Clean with Cannabis: How the plant saved a man from addiction and inspired a mother-son owned CBD company

By Aurora Rae

Scott Korth sat in the passenger’s seat of a rental car as his mom, Amy Korth, pulled into the driveway of his family’s home on June 12, 2016.

 

As he rolled up to the Breckenridge residence – originally owned by his grandparents – he “hoped this would be the time” he got clean. And it was.

 

Returning home was “so surreal,” Scott said. “I was really, really hazy.”

 

Born and raised in Wichita, Kans., Scott started using drugs at a young age after a skateboarding accident at 15-years old left with him a broken leg and a 5-milligram oxycodone prescription. His addiction to pills as a teenager started from there, and by the time he was in his 20s, he was using opioids.

 

Living with his mom, the addiction became so intense that it began to drain her of her money.
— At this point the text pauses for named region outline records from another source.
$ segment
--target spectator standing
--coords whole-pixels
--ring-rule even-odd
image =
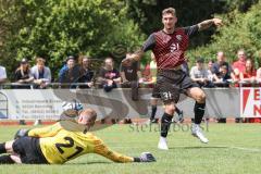
[[[27,59],[22,59],[20,62],[20,66],[16,69],[14,73],[14,80],[20,85],[14,86],[17,89],[29,89],[30,86],[23,86],[24,84],[32,84],[34,77],[30,74],[30,67]]]
[[[257,71],[253,67],[253,62],[251,59],[246,60],[246,69],[240,72],[240,80],[246,83],[245,87],[251,87],[252,83],[256,82]]]
[[[200,87],[213,87],[213,84],[209,80],[208,71],[204,69],[204,61],[202,58],[198,58],[196,66],[191,67],[190,78],[196,82]]]
[[[86,85],[79,85],[80,88],[90,88],[94,86],[95,72],[90,69],[90,59],[87,55],[79,55],[78,59],[80,77],[78,83],[85,83]]]
[[[4,66],[0,65],[0,89],[2,88],[2,84],[5,83],[8,76],[7,76],[7,71]]]
[[[232,77],[229,71],[227,70],[227,65],[221,65],[217,75],[214,74],[213,78],[216,87],[229,87]]]
[[[226,70],[231,74],[232,73],[232,67],[226,62],[225,53],[223,51],[219,51],[216,53],[216,62],[213,63],[213,65],[212,65],[212,74],[215,74],[216,76],[219,76],[219,74],[221,73],[220,67],[223,66],[223,65],[226,66]]]
[[[37,58],[36,65],[30,69],[36,88],[44,89],[51,83],[51,71],[45,63],[46,60],[44,58]]]
[[[128,62],[121,69],[122,87],[132,88],[132,99],[138,100],[139,80],[141,82],[141,73],[139,62]]]
[[[64,65],[59,73],[59,83],[66,84],[62,87],[72,87],[72,84],[77,83],[80,77],[79,66],[76,64],[74,57],[67,57],[66,65]],[[75,86],[73,86],[75,87]]]
[[[109,92],[113,88],[116,88],[121,83],[120,72],[114,67],[113,59],[108,57],[104,60],[104,66],[100,69],[99,79],[98,79],[104,91]]]
[[[13,86],[16,89],[30,89],[30,86],[24,86],[25,84],[30,84],[34,77],[30,74],[29,63],[27,59],[22,59],[20,66],[14,73],[14,79],[18,85]],[[25,125],[24,120],[20,120],[20,125]]]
She said she loaned him cash every day and even pawned her instruments and antiques.

 

Amy decided enough was enough in 2013.

 

“I was going to die if I stayed there because all I was doing was trying to survive,” she said. “My friend Danny bought me a plane ticket and said, “Get out of there, you gotta do the tough love thing or you’re both going to die.” So, that’s what saved our lives.”

 

Amy gave up her “beautiful” Wichita home and returned to the one they now live in, in Michigan. Scott did not join his mom in moving up north because it meant leaving his dog/best friend, Alex, behind.

 

“I got her when she was a baby, I wasn’t just going to leave her at the age of 12,” he said. “I couldn’t do that.”

 

Scott and Alex stayed in the empty house with nowhere else to go.

 

“No furniture, no electricity, no power,” he said. “I slept on a floor with my dog because that was the home, I grew up in… there was no life there anymore and I was still staying there and it was so weird. It wasn’t our house so I technically could have been arrested for trespassing.”

 

It was not long until a new owner notified him of renovations that were soon to begin, meaning they had to vacate.

 

“That’s when the homelessness became very real,” he said.

 

He and Alex stuck by each other’s side as they battled life on the streets for three years until she passed away in 2016. Her death left Scott with no reason, other than destructive habits, to stay in Wichita.

 

“I was dying,” he said. “My hepatitis C was so bad. I didn’t know I had it while I was in the city, I was still using… I couldn’t stand up for periods of time and stuff when I was living in this lady’s basement… It was a really rough winter.”

 

Without Alex in his life, Scott was ready to reunite with his family, and a cleaner lifestyle, in Michigan.

 

“He called me and said he was ready,” Amy said. “So, we rented a car.”

 

With three days’ notice, Scott’s dad and sister picked him up in Wichita and drove north towards Michigan. Amy and her mom, Paula Brown, met them in the middle-brought Scott back to the comfort of their central Michigan home.

 

“I knew it was going to be a long road,” Amy said. “And I’d already been down that road with him… Having mom in the mix and trying to protect her and make sure they got along okay was nerve-wracking.”

 

Despite his family’s efforts to get him sober, Scott “didn’t know what I was expecting” and stocked his pockets with heroin and crack prior to leaving Kansas.

 

With enough supply to last him a few weeks, he was “trying to keep myself from getting sick until I was able to meet somebody here.”

 

He was unexpectedly greeted by an overwhelming amount of love that he had not felt in decades.

 

“It’s crazy, being loved and being taken care of and all that for the first time,” he said. “It was just nuts, like the first time since I was 12 or so when my parents got divorced.”

 

The compassion his family showed him was enough to set him on a better path and work towards a future he never thought he would be alive to see.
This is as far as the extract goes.